Positive Music for Pessimistic Times
Joy Oladokun’s songs and positive music is emotionally driven and confessional.
YouTube Link to ‘Sunday’ official video
Now in Nashville, Oladokun, who is releasing a new album on July 17
… grew up in Casa Grande, a small desert city on the outskirts of Phoenix. Raised in a traditional Nigerian household, she describes her childhood as “being suspended between two worlds.” That duality, different perspectives and desert life all inspire her music.
“I think there’s something really inspiring about the desert landscape and I love being from a smaller city,” she says. “I think that growing up that way has just kind of blossomed into a point of view that I am really grateful for. I try to see things from all angles or different perspectives before I make a decision.”
The independent artist’s childhood home was “always full of music.” Her father was a fan of Phil Collins, an obsession that he transferred to Oladokun.

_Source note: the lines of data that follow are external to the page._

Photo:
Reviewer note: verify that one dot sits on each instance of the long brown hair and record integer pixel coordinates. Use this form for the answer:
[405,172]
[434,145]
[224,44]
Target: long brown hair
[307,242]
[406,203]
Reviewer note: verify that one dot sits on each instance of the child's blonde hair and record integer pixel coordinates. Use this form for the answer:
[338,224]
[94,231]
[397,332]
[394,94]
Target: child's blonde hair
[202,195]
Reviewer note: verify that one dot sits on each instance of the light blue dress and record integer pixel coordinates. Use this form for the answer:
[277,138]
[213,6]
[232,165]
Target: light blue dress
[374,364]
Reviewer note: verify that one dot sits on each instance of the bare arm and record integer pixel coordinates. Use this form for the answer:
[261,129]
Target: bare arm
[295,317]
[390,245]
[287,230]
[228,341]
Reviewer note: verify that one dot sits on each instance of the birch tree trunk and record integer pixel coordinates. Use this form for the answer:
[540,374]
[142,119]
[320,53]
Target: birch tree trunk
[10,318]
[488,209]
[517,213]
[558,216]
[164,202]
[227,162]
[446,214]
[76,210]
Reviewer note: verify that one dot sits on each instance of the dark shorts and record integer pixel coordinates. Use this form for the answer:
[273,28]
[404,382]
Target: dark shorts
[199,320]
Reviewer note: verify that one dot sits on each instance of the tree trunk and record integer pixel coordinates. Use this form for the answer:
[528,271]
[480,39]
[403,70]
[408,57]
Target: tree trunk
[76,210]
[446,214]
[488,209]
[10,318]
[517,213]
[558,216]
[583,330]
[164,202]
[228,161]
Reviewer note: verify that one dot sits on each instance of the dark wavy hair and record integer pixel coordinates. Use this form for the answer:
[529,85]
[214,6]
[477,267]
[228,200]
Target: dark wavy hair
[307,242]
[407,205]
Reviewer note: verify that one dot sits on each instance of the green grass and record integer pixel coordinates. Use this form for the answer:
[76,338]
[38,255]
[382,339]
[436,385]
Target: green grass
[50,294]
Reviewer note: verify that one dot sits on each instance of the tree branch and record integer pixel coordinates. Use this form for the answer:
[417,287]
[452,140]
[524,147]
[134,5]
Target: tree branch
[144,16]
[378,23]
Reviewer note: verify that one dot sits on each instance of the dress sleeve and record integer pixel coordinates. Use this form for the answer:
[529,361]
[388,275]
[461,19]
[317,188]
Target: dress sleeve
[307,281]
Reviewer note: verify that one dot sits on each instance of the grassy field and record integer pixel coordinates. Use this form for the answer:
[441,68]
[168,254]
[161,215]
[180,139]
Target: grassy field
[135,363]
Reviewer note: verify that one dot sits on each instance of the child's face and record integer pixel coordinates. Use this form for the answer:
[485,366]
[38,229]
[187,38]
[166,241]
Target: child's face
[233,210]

“I think from an early age, I just associated music with joy and setting the atmosphere,” she says.
In her early adolescence, she saw a video of Tracy Chapman. It was the first time she had seen a black woman playing the guitar, an experience she says hit her “like a lightening bolt.”
“All of a sudden, I went from a kid who was unable to express myself to a kid who was finding this medium, which was music, in which I could communicate my feelings,” she says. “I think it started with seeing someone who looked like me doing something I loved.”
Oladokun’s sound is an amalgam of “all the things that I love in the world that I live in.” She appreciates the storytelling elements of folk music and the lyricism that led her to hip-hop, and anything that evokes a strong emotion – songs that make you want to move to songs that make you want to cry. Her goal is to make songs that make listeners want to do both at the same time. The musician was also very connected to her church growing up and was moved by music’s healing properties and ability to bring people together.
“It can be really emotionally healing and spiritually cleansing and reorienting,” she says. “I just want to harness all of those feelings and thoughts and things into my sound.”
Eventually, she found her own voice through song. She also wielded it to be a LGBTQ advocate – “and a person that probably posts too many pictured of my girlfriend on Instagram.”
“I just want to show someone the life that 12-year-old Joy needed to see and I think I needed to see someone that was trying their best to be a good person and trying their best to be healthy and trying their best to love those around them and be queer,” she says. “I just know what closeted Joy needed and I want to give that to the next generation.”
Oladokun’s new album, in defense of my own happiness, (vol. 1), is a soulful, R&B-tinged ode to being who you are, breaking free from stereotypes and moving forward.
She recently released a song off the album called “Who Do I Turn To?” in response to the Black Lives Matter movement.
“I was hesitant to release it because I didn’t want to draw attention to myself during such a chaotic time,” she says. “I just wanted it out there so that people like me who feel their heart rip open every time they open their phone to another death by police brutality, they can have a lament, they can have a moment to turn to and be like, ‘Why does this keep happening? What can I do?’”
Oladokun’s songs are emotionally driven and confessional, a detail she says has no downsides.
“I don’t find that there are a lot of challenges to wearing my heart on my sleeve in music because I feel like that’s what it’s for,” she says. “I think whether you’re a concert pianist or a saxophonist or a songwriter, I think we all get to this place because we feel like something emotional or intangible can be expressed through music.”
Her Instagram is full of messages from people reciprocating that vulnerability, recounting how listening to Oladokun’s music made them want to start painting or pick up a guitar.
“I want my work to inspire people to do something positive with their lives, period,” she says.
Though she now calls Tennessee home, she can’t deny that that the desert has her heart. After all, it was where she picked up her first guitar. Reminiscing about her roots is almost meditative for Oladokun.
“I think maybe it connects me with that time in my childhood and gets me out of my head and kind of puts my life back into perspective,” she says. “There’s something about my hometown that I really love.”